After having experienced this prolonged suffering twice, I feel I've lost a little chunk of me each time. And every time I hear their names or see their statuses pop up on Facebook, there is an immediate gut reaction I can't quite describe. My mind recoils as though I am confronting my phobia, and all the pain comes rushing back again, not in vivid memories but a dull bleakness. But at the same time, I remember the purity of the love I experienced and somehow, that will make me love them for the rest of my life.

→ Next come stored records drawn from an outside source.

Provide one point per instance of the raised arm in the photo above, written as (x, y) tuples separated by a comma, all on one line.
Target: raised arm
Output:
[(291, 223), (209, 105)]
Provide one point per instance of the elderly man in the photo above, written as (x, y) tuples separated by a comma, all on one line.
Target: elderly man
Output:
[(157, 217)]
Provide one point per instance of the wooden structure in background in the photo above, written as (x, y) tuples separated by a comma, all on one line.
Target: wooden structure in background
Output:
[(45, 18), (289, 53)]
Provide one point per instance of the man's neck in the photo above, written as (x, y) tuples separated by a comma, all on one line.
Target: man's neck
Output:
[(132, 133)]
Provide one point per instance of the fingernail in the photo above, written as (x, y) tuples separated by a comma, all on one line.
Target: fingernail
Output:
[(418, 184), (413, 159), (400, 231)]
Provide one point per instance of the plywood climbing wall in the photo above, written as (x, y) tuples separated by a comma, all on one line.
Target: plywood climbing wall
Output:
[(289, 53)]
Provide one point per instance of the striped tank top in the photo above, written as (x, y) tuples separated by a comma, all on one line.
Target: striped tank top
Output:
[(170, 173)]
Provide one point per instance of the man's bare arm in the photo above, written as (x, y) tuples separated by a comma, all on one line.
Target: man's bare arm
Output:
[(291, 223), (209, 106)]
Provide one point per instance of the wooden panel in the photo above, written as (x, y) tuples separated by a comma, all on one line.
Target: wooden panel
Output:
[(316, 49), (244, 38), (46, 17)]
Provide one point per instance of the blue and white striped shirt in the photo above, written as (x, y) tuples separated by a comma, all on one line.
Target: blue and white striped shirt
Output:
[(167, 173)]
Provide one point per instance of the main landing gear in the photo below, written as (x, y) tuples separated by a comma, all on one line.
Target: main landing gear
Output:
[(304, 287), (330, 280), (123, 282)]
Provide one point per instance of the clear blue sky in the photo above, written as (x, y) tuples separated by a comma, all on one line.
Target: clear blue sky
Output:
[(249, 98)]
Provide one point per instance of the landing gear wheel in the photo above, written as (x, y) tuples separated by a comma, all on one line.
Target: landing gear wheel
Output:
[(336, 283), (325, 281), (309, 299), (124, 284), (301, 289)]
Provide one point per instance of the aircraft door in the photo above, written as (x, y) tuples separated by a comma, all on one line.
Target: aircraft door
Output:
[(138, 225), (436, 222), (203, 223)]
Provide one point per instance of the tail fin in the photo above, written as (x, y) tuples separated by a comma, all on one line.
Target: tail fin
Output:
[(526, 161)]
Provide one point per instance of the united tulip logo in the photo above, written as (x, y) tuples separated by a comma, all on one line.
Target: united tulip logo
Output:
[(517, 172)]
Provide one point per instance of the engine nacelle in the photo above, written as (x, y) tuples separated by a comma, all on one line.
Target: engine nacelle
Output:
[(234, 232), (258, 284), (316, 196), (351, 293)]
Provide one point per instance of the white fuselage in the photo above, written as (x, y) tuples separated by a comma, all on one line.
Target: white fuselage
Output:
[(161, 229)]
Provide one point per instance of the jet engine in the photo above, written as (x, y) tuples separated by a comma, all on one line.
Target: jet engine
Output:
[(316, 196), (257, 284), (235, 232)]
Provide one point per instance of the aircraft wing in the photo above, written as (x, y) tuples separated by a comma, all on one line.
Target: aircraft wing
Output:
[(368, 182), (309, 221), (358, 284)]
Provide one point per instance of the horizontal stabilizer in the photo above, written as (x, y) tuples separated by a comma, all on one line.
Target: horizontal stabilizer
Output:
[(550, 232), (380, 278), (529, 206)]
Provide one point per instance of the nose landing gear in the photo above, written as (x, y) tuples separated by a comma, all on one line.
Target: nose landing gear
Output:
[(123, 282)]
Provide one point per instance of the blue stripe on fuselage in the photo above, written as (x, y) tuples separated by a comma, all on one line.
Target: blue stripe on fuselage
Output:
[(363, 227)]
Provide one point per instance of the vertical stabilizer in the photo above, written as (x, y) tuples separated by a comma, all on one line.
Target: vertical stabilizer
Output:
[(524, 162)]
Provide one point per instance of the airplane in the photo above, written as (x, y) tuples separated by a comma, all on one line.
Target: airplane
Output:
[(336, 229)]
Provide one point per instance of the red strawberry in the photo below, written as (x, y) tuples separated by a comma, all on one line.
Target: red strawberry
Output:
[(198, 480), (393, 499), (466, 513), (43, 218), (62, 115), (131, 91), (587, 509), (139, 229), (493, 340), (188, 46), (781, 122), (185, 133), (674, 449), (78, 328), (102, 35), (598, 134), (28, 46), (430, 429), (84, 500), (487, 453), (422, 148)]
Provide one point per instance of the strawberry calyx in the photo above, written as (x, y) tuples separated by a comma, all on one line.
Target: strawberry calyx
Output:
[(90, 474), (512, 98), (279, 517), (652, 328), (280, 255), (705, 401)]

So what is my conclusion after all this? Everyone has a fundamental need to be loved. It is as fundamental a need as food or shelter. But the dynamics of provision are complex. We can love others but we can't force them to love us, and it is crushing when those we love don't return it. Our ego can't stand it. So we try to make others love us and fail, or run away from it, telling ourselves we don't need love. But eventually, it will either make or break us, I think. We have many avenues for feeling loved - or simply distracting ourselves - along the way but they are rarely as fulfilling or long-lived as that soul connection with the significant other. I'm not sure if followers of religions would ever be satisfied only with love they receive from the divine creator. Buying fresh clothes and a nice car can boost our ego, but even if they serve as expedient means for reaching out to prospective love interests, they ultimately can't buy us the special mental connection we desire. I'm sure Lady Gaga will want to settle down with someone (with all her poker-facing and muffin-bluffing, who knows if it'll be a guy or a girl) even as she continues to produce music and get a lot of love from fans. Krump dancers who go hard get pumped up by the homies but my man Solow will eventually look for a soulmate too. As for me, I have finally found what makes me happy and jolts me out of my apathy. But even if I tried, I couldn't force myself to love for the hope of being loved in return. Only thing I can do is wait patiently for the years to pass and the pain to wash away, and I might allow myself to catch feelings again. For those of you who are in relationships and happy, make sure to treasure that shit! I can't tell you how hard it is for two people to agree on anything.